Pricil yang sedang duduk menunggu sahabatnya itu naik ke kelas atas, akhirnya pergi menyusul kembali ke arah kantin. Belum sempat menginjak anak tangga, sahabatnya sudah muncul dari bawah untuk naik ke atas.
"Lama banget sih kalian. Lumutan aku nunggunya!" dengan bibir di monyongkan Pricil protes ke kedua sahabatnya.
"Sabar kali bebs, ada kabar baik nih!" seru Putri sambil menggiring sahabatnya itu masuk kedalam kelas.
"Kabar apaan," dengan masih manyun Pricil menjawab.
"Duduk cinta," ucap Wina sembari menekan bahu Pricil untuk duduk. Dan setelahnya ia juga duduk.
"Senyum dulu baru aku kasih tahu kabar baiknya," seru Putri.

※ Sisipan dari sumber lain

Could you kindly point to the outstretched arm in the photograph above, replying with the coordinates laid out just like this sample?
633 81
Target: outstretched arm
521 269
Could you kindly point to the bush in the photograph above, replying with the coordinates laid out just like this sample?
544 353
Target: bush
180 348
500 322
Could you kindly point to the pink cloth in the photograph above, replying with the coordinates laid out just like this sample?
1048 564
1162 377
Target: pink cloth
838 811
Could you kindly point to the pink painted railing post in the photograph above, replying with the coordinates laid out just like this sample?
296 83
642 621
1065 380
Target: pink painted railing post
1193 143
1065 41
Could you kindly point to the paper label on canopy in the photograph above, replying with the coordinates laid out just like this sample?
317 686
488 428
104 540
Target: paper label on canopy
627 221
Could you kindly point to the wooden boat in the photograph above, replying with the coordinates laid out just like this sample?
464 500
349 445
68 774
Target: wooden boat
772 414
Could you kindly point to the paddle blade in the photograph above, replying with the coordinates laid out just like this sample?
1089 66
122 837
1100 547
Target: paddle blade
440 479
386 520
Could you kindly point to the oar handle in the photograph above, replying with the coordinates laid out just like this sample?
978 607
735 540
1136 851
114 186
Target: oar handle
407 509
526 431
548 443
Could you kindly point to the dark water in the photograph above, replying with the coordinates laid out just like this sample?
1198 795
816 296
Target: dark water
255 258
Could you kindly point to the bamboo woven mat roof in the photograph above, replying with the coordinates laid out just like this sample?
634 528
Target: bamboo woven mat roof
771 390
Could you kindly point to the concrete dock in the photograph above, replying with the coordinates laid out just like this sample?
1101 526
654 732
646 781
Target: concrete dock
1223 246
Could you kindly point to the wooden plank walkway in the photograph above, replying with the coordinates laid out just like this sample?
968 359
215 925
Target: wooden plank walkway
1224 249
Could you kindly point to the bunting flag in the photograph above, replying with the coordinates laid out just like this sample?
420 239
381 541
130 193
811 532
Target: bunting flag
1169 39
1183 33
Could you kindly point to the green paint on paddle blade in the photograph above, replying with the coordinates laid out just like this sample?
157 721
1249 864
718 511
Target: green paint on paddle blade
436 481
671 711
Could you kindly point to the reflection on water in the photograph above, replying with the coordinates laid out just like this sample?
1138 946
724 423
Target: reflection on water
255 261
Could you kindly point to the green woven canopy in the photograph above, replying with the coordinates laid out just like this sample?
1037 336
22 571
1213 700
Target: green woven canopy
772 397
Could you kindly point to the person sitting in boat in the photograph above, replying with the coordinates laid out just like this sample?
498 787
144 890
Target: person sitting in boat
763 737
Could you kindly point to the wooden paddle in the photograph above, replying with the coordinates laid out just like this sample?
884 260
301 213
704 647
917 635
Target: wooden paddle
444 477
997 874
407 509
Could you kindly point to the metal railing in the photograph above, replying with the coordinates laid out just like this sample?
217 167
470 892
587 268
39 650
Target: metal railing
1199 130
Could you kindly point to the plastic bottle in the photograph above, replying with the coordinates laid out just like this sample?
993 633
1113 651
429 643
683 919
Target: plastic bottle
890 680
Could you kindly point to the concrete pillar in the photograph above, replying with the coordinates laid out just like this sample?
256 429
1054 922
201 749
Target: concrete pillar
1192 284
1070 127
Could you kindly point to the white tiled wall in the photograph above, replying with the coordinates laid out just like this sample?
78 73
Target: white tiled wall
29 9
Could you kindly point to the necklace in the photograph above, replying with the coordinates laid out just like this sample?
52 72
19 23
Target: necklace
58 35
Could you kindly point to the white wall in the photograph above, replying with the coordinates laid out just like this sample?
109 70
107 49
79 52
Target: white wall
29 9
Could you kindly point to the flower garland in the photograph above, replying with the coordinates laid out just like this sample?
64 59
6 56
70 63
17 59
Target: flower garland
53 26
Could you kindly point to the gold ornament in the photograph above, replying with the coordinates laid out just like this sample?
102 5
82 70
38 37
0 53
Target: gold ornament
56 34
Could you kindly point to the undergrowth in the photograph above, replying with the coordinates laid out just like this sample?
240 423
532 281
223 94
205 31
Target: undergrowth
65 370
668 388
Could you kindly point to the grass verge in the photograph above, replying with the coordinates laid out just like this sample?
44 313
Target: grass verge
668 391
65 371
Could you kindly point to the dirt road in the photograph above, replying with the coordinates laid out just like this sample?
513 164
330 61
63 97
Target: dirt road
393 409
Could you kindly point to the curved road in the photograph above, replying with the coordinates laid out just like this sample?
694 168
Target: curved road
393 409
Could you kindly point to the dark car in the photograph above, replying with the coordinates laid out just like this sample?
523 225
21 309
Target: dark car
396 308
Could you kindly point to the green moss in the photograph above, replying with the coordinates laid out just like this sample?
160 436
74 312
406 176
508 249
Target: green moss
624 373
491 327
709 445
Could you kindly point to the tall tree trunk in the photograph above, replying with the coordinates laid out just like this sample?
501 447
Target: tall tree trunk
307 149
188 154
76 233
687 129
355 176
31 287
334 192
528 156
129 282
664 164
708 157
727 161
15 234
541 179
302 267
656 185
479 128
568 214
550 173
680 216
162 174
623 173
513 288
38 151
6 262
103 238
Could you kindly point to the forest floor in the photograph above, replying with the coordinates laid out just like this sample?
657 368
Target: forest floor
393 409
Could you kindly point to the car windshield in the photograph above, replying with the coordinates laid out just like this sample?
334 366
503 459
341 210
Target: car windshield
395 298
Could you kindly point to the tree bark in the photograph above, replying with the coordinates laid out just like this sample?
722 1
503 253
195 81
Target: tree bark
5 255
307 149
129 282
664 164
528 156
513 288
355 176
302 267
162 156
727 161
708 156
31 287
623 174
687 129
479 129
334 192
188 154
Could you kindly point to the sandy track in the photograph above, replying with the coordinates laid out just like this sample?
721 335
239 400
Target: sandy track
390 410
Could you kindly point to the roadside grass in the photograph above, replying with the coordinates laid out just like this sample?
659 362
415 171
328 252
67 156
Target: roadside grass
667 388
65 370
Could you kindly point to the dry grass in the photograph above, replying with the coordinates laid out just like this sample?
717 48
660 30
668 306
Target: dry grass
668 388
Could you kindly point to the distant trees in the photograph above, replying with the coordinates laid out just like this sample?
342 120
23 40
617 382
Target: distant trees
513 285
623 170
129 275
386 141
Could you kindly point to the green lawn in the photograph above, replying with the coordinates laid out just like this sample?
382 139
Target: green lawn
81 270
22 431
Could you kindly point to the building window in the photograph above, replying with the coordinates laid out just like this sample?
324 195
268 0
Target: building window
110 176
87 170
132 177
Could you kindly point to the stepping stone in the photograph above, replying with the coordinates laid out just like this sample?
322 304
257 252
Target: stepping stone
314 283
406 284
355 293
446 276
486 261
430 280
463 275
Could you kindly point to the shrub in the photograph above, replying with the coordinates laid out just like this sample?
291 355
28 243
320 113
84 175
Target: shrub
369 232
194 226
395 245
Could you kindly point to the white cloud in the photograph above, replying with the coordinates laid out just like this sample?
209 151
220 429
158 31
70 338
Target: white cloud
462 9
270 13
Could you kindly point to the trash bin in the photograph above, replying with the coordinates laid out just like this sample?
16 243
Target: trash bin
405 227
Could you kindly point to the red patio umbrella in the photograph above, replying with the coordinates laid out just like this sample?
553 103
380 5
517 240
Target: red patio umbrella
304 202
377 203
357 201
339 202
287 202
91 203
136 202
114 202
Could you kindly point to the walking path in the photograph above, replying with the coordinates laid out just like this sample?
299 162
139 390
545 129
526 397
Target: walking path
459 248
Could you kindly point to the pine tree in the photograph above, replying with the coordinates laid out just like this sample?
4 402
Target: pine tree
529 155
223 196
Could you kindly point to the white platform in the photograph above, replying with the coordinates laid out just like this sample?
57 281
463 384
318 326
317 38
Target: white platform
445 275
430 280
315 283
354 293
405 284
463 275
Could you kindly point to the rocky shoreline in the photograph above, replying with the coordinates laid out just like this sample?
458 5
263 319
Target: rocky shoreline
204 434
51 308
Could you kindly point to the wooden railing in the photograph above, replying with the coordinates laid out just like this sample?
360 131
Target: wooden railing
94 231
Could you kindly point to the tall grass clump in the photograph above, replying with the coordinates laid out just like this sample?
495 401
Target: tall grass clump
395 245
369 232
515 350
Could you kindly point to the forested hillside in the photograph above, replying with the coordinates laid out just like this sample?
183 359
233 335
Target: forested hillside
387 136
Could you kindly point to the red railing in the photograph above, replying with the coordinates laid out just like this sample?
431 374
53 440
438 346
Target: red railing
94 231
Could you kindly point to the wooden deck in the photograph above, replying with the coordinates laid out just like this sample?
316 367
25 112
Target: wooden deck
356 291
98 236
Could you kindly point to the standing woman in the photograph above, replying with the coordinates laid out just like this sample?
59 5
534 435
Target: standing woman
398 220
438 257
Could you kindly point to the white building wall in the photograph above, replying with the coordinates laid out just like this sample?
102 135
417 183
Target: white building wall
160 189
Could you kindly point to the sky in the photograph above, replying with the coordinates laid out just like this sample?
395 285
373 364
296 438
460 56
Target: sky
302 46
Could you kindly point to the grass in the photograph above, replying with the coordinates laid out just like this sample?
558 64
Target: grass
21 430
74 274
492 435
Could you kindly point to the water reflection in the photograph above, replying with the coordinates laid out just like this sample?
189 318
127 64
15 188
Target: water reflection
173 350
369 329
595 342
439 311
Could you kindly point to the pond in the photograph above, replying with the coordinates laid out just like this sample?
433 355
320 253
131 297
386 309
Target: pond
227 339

Dengan terpaksa Pricil menaikkan kaitan bibirnya membentuk senyuman yang di paksakan.
"Nih udah nih!" sambil menunjukkan gigi putihnya Pricil menunjukkan senyumannya.
"Nah, gitu dong. Toss duluu!!" mereka bertoss ria.
"Ini kabar tentang cuan," Ucap Putri setelah selesai ber toss.
Mendengar kata Cuan, mata Pricil langsung berbinar dan senyum manisnya mengembang sempurna mirip kerupuk goreng.
"Giliran soal Cuan dia langsung ngembang!" Wina mencibir.
"Hahah, udah Win. Inikan berita bagus, jadi wajar dong kalau bikin orang senyum" Putri pun menanggapi dengan senyuman.
Putri menjelaskan tentang informasi yang sudah ia pastikan kebenarannya kepada Pricil. Karena hanya Pricil yang belum di beri tahu.
"Wahhh!! sumpah put, Aku seneng banget ini" Pricil memegang pipinya dengan kedua tangannya serta senyum terkembang dari bibir seksinya.
"Jadi siap-siap aja ya!" perintah Putri sambil mengingatkan.
Siswa sekelasnya mulai memasuki ruangan karena bel sudah berbunyi. Ketiga sejoli itu langsung memutus obrolan mereka secara serentak. Tak lama kemudian guru Bahasa Inggris memasuki kelas mereka.
Pak Kukuh langsung meletakkan buku materi di meja, semua murid dengan segera memberi salam dan duduk dengan tertib.